I don't remember for sure, so it could be that it just happened that no women showed up. Some people have never developed an appreciation for sleeping on the ground or eating a lot of canned beans.
Always a mystery
The bean thing, I must admit, is still a mystery to me. It could be a tradition passed down through the generations by our camping ancestors, but I wonder sometimes if it didn't begin with a father-son camp-out at which beans out of a can were the only food anyone knew how to cook. At the first few camp-outs they probably opened the cans with a knife because no one remembered to bring a can opener.
There are some things that never change.
One of these is the campfire. Young campers are just like moths drawn to a light. If you light a fire the kids are there in no time flat to add anything that will burn.
Have you ever returned from a camping trip and discovered that certain items had mysteriously disappeared?
My guess is that some child spotted that item unattended for a split second and it ended up in the bonfire.
A sing-along is another activity that seems like a natural part of camping out. At this latest camp the sing-along was a part of the Sabbath service. Almost half of the service was taken up with collective and individual singing.

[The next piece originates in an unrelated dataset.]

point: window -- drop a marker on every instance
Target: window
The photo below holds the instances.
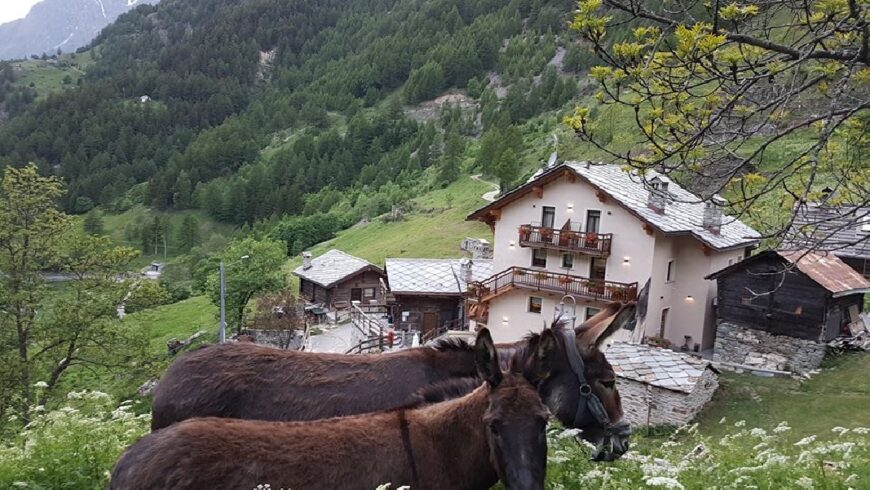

If you are singing in the great outdoors you seem to have the idea that no one else can hear how you sound so you're tempted to join in at the top of your lungs.
No set time
Another thing that never seems to change is when the kids go to bed. You'll notice I didn't say go to sleep. There is no set time to go to bed, so the schedule is usually based on the endurance of the adults.
When there's only one adult left standing, it's time to round up the kids and bunk them down. One quick way to do that is pour water on the fire.
Only a novice camper would think all is well once everyone has been put to bed. Maybe half the kids will fall sleep from exhaustion.
The other half turn into monsters. From my experience, I can conclude only that it has something to do with the chemical reaction between the beans, Oreos and Coke. Whatever the cause, the kids don't even resemble their former selves.
One other peculiarity is that the level of enjoyment of the kids seems to be based on the corresponding level of exhaustion of the adults. After two days of sleeping on the ground with kids that smell like smoke and beans, and a total of four hours of sleep in two days, it's time to begin breaking camp. (Of course the kids are too exhausted at this point to be much help.) After everything is cleaned up and packed away you draw on your last bit of energy for the trip home.
Anyway, back to my original point: Camp-outs have always been around. They are worth the work and energy because our kids have so much fun being together. It doesn't seem to matter what activities are planned. As long as they are together they will have fun.
It doesn't matter if the campsite is at Franconia Notch in the White Mountains of New Hampshire or in the Kiamichis of Oklahoma, a camp-out brings people closer together.
A perfect campsite, beautiful weather and a good pot of beans just make it that much better.